Chapter 8 Reflection Question: What are your principles in life?
Think of all the tough decisions coaches have to make throughout their career. Whether it pertains to actionable coaching decisions or job opportunities, our principles play compass when it comes to decision-making. This chapter invokes reflection on those principles in our lives that guide us throughout our coaching career. Below are the principles that help guide me:
- Family first. My actions are always to prioritize my wife and my family.
- To be a life-long learner – exploring different, new, and better.
- Leave it better than when you found it; finish everything you start
Chapter 9 Reflection Question: What are some of your greatest fears or anxieties in life?
Anxiety can come from not feeling prepared. The fear is not being in control.
Full-disclosure, I hate to fly. Never have and don’t anticipate I ever will unless I get my pilot’s license. By no means, do I intend to become a pilot so this is simply something that I just have to deal with anytime I step on a plane. The execution of the flight is completely out of my hands, thus my anxiety kicks in from the lack of control over my own situation.
In basketball, it can have a similar effect. Some of my biggest challenges to this point early in my career is when our team struggles to regain its composure during tough stretches of games. I think this occurs to many teams across the country when building a big lead complacency can begin to occur. Opposing teams will make a run and applied pressure to hold that lead starts to surface; it is an interesting feeling to recognize the slippage and inability to reset. It can be frustrating finding the right words, or the appropriate message to revitalize confidence or steady the ship from disorientation. The coaching staff vainly attempts to understand what insecurities are going through their heads at that moment that would help pinpoint what resolution is possible to regain footing again.
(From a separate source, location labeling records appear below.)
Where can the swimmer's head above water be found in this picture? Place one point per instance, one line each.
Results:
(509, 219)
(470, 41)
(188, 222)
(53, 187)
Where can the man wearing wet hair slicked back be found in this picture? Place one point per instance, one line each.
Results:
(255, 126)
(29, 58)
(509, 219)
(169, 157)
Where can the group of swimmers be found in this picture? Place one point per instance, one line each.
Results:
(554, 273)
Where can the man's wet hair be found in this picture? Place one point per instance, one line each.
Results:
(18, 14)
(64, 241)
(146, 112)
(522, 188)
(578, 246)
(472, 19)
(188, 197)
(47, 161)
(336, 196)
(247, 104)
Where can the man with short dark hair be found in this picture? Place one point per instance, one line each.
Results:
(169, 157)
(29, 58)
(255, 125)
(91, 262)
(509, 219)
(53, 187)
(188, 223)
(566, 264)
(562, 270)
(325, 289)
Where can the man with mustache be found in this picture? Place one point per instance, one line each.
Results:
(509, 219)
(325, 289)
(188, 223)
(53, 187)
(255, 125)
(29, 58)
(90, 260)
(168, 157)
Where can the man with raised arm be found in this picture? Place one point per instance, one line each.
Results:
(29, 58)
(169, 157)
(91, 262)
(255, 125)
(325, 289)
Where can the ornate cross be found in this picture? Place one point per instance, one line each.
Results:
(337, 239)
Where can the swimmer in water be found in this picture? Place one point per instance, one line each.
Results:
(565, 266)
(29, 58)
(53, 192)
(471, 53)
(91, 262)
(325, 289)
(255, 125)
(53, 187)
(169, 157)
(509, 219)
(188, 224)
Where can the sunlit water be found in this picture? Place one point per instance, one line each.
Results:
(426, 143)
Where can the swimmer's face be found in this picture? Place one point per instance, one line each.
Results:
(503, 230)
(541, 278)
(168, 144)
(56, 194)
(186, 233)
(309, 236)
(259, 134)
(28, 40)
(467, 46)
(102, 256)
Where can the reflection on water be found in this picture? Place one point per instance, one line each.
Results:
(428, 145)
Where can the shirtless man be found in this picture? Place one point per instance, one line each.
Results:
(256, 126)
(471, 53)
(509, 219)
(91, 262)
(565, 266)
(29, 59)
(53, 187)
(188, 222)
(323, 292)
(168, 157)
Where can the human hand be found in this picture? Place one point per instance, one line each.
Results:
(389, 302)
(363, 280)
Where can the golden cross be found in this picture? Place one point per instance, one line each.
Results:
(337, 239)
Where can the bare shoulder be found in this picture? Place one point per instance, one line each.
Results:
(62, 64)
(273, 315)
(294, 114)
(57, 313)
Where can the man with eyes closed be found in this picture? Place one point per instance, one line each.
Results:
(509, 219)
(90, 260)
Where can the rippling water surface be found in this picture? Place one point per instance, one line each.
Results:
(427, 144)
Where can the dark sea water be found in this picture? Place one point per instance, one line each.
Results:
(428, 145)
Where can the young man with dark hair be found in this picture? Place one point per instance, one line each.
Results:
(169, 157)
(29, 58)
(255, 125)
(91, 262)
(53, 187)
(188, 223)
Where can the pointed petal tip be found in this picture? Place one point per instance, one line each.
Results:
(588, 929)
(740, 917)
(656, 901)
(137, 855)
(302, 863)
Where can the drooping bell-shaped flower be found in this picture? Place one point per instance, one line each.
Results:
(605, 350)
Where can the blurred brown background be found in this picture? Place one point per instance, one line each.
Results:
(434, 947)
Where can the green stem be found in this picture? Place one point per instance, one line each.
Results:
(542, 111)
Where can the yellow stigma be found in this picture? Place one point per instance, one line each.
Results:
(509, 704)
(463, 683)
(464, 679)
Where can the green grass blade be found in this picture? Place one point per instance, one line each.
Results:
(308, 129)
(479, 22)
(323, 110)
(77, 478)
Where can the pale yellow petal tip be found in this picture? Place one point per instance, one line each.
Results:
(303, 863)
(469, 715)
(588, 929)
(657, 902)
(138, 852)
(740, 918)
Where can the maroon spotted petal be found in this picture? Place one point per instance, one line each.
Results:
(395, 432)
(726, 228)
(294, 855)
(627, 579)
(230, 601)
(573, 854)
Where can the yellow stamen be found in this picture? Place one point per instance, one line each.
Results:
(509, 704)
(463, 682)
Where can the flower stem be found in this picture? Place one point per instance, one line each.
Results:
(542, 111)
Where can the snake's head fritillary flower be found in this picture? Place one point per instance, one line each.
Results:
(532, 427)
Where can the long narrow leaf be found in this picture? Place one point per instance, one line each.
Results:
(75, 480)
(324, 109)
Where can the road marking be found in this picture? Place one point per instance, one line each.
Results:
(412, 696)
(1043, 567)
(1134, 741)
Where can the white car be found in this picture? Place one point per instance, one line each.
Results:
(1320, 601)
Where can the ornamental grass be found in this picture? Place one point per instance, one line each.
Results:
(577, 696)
After you exhaust all your options of timeouts or substitutions with varied approaches to joke, motivate, or discipline there is a sense of helplessness. There is a sense of lack of control over the situation. It can be frustrating and humbling as a coach.
The experience is a learning opportunity. Practice environments have to simulate pressure situations as closely as possible. Practices have to be tense enough to reveal (expose) vulnerabilities in personnel to better identify lineups that can handle those situations best. And at the end of the day, reinforcing the trust in your players and their ability to get the job done. I haven’t gotten to the point where I can resolutely accept the surrender of the result based on their efforts, but I have had to live with the results despite the outcome to learn from those experiences.
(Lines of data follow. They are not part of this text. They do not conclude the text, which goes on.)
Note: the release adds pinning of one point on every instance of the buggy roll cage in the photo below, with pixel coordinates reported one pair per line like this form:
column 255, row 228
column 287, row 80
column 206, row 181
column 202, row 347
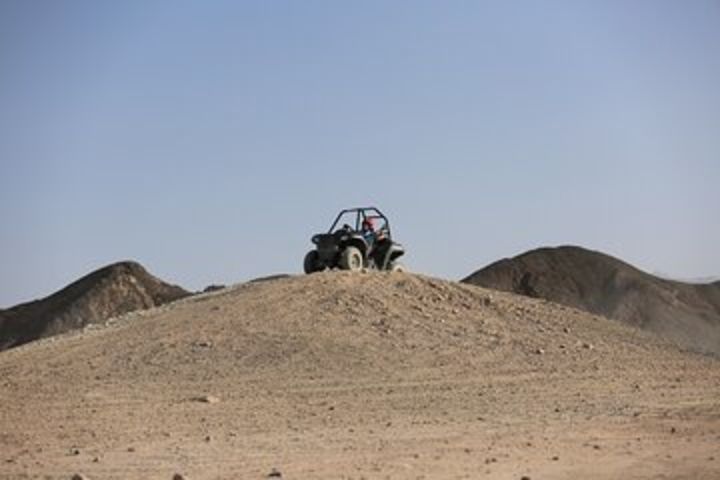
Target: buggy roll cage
column 362, row 213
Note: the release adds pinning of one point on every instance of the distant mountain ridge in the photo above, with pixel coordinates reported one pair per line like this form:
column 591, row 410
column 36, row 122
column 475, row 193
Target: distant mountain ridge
column 112, row 290
column 685, row 313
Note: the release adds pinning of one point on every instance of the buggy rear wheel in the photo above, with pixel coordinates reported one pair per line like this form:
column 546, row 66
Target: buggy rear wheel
column 312, row 262
column 397, row 267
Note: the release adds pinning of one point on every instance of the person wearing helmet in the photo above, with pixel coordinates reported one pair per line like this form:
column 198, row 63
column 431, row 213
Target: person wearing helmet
column 368, row 232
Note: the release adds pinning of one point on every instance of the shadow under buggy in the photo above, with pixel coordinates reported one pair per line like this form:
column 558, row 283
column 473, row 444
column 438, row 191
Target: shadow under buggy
column 358, row 238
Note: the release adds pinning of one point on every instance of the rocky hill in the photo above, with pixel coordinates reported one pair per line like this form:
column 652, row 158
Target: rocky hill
column 341, row 375
column 687, row 314
column 113, row 290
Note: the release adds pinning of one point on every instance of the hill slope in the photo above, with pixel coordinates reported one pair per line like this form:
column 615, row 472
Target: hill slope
column 338, row 375
column 113, row 290
column 687, row 314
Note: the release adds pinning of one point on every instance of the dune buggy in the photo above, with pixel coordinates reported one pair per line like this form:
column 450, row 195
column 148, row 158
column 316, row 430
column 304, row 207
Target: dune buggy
column 358, row 238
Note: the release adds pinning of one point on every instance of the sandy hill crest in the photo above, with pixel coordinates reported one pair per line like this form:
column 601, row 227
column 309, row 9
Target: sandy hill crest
column 341, row 375
column 112, row 290
column 687, row 314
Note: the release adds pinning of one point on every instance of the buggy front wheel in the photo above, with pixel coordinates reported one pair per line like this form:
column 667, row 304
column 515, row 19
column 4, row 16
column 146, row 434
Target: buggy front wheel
column 351, row 259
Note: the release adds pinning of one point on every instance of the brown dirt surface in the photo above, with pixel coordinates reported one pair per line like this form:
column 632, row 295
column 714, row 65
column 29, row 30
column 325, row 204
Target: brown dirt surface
column 684, row 313
column 350, row 376
column 112, row 290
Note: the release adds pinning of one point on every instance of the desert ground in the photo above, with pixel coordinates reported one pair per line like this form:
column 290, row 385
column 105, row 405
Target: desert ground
column 351, row 376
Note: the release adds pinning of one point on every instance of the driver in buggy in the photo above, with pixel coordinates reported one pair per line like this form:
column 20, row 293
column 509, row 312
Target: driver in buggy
column 374, row 238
Fear of not chasing the coaching opportunity that could’ve been great because I let my inhibitions take over
Simply put, I have let jobs go without an application because I don’t think I was ready or presume the role is filled via network. From a probability standpoint, odds would be against me in the majority of those instances anyways, but that is a terrible behavior to model for others. I would never encourage my student-athletes to shy away from taking a chance on an opportunity that at worst, ends in the same situation where I had started.
So, while the opening quote to this post relates to surrendering to what you can control. The quote that resonates most with me from this chapter,
“We can’t measure the cost of everything we do in life. We have to fight through the fear, when it comes to love.”
While, I don’t think this quote was with the intent to be applied to love of the game, my fear has at times kept me from pursuing opportunities for something I love to do. Have always appreciated those with the blind initiative to apply for things that peripherally should tell them they are not qualified. My college career was such a pay your dues environment where I bought into roles come for those who wait. And while, I think there is some (emphasized) credence to this philosophy; it hardly applies to a competitive job market. If there is something you aspire to attain, find the opposite of the aforementioned proverb – he who hesitates is lost.